Friday, December 16, 2022

Cryptworld Review

Cryptworld is a retroclone of the first edition of the 1980s horror roleplaying game Chill. As you read through the Cryptworld corebook, it is readily apparent that it has its basis in 1980s game design. For example, Cryptworld is dedicated to that peculiar "more stats is better" perspective, with eight basic ability scores plus a handful of derived stats--some of which feel unnecessary or extra fiddly. 

Most task resolution in Cryptworld is handed with simple roll-under percentile rolls made against your basic attributes. However, there are times--mostly combat, certain skills, and fear checks--where things get a little more complicated and cumbersome. These special checks are percentile rolls as normal, but then you need to find the margin of success by subtracting the number rolled from the ability score or skill in question; that result is then cross-referenced against the following extremely 80s chart:

Combat in Cryptworld deserves a few notes. Weapon damage is entirely dependent on skill and the result found on the chart above. A screwdriver is as handy a weapon as a Luger, more or less. (Though having more skill with a handgun will let you fire it more than once, but again that makes the damage dependent on skill and not the weapon in question.) In general, Cryptworld focuses far too much on detailed rules for combat and on specific edge-case combat skills. Again, this is likely the residue of the hobby's wargame roots.

One particularly egregious wargame-y aspect of the game is how it handles initiative. It looks simple at first; each "side" in a conflict rolls a d10 to see who goes first, but it's all uphill from there because once you've established the sides, they take their actions according to this absolutely bonkers "order of operations":

Side A uses their Paranormal Talents

Side A makes their Missile Attacks

Side A Moves

Side B makes their Missile Attacks

Side A makes their Melee Attacks

Side B uses their Paranormal talents

Side B makes their Missile Attacks

Side B Moves

Side A makes more Missile Attacks

Side B makes their Melee Attacks

At the start of a new round, you roll for initiative and do the above all over again. I find that practically unfeasible. 

Amusingly, there is a "Penetration Bonus" derived attribute that only applies to melee attacks made against armored foes, which doesn't really feel like something that will come up all that often in a game that is either trying to emulate Hammer Horror or 80s slasher flicks.
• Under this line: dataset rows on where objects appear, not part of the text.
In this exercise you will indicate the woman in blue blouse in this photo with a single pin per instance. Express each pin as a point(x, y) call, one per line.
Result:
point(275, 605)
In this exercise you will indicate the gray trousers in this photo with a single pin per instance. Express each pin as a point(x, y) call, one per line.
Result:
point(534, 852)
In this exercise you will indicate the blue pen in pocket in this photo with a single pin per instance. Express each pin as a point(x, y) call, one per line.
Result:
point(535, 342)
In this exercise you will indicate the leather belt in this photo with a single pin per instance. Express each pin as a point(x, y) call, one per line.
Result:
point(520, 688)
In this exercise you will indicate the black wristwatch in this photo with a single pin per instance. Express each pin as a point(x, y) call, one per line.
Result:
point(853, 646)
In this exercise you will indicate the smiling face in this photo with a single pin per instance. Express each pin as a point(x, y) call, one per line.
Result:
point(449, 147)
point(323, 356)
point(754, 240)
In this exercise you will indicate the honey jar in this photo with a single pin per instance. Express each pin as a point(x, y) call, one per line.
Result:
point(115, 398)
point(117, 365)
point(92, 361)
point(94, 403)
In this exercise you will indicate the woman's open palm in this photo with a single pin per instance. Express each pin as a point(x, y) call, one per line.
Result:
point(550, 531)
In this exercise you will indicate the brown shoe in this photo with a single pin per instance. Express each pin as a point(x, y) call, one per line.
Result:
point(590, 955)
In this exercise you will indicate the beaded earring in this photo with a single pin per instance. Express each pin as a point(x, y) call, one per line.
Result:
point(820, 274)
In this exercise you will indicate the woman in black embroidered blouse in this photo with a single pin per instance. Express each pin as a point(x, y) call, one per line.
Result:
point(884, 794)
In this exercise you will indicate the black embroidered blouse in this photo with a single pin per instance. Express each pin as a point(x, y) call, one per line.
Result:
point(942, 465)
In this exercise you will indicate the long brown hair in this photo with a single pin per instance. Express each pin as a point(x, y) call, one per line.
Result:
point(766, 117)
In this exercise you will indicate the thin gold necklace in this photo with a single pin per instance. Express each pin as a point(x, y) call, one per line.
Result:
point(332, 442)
But it's there because the hobby hadn't really freed itself from the specificity required by the wargames of Chill's era. 

Cryptworld also has an extremely idiosyncratic approach to skills. Characters tend to have few skills, which differentiates the game from skill-focused percentile horror games such as Call of Cthulhu, but the skill list is quite strange. Some skills you expect, such as Investigation or Stealth, but most of the list feels oddly specific given what isn't there. There are no Persuasion or Deception skills, as those are basic rolls against the Personality attribute, but Mounted Melee and Bullwhip are detailed as skills your character might have--which seems far-fetched given the "modern horror investigators" theme of the game.

There is an option in Cryptworld to give your characters Paranormal Talents, the kind of psychic powers most often found in horror stories. These are all well chosen and seem fairly well defined. Using them successfully is never certain, and the attempt to do so temporarily costs a character some of their Willpower.

However, Cryptworld is also one of those retroclones that preserves both the system of an older game and its haphazard organization. Cryptworld is not an easy game to navigate, despite its short page count. As an example, there are three hit point-like attributes you need to track for every character: Current Stamina, Wounds, and Current Willpower. The rules for regaining Current Stamina and Wounds are both found in the combat chapter, but the rules for recovering Current Willpower is buried without a heading in the Paranormal Talents chapter. In a cleaner, better organized game, the rules for all three would be found in a "Recovery" section. An index would also be helpful here, but alas, we do not get one.

There is a good chance that most of the above critique sounds unrelentingly negative. I do think that by modern standards Cryptworld is clunky, overwritten, and often clumsy, but that doesn't preclude it from being fun. Take this with a grain of salt as I've only run it once, but my group had a great time with it because we leaned in to the creaky, olde timey feel of the game. Any roll that needs to reference the Action Table absolutely did slow the game down, but we treated these moments as an event. We absolutely rejected the game's proposed initiative system and just rolled a d10 to see which side got their turn first because refusing to use the rules as written is a tried and true part of the hobby's early days. 

And honestly, there is a special kind of symbiotic beauty in using a tottering, aged system for throwback genres like 80s-inspired slasher flicks. If you're feeling nostalgic or treat the game as a bit of schlocky kitsch, Cryptworld finds its niche.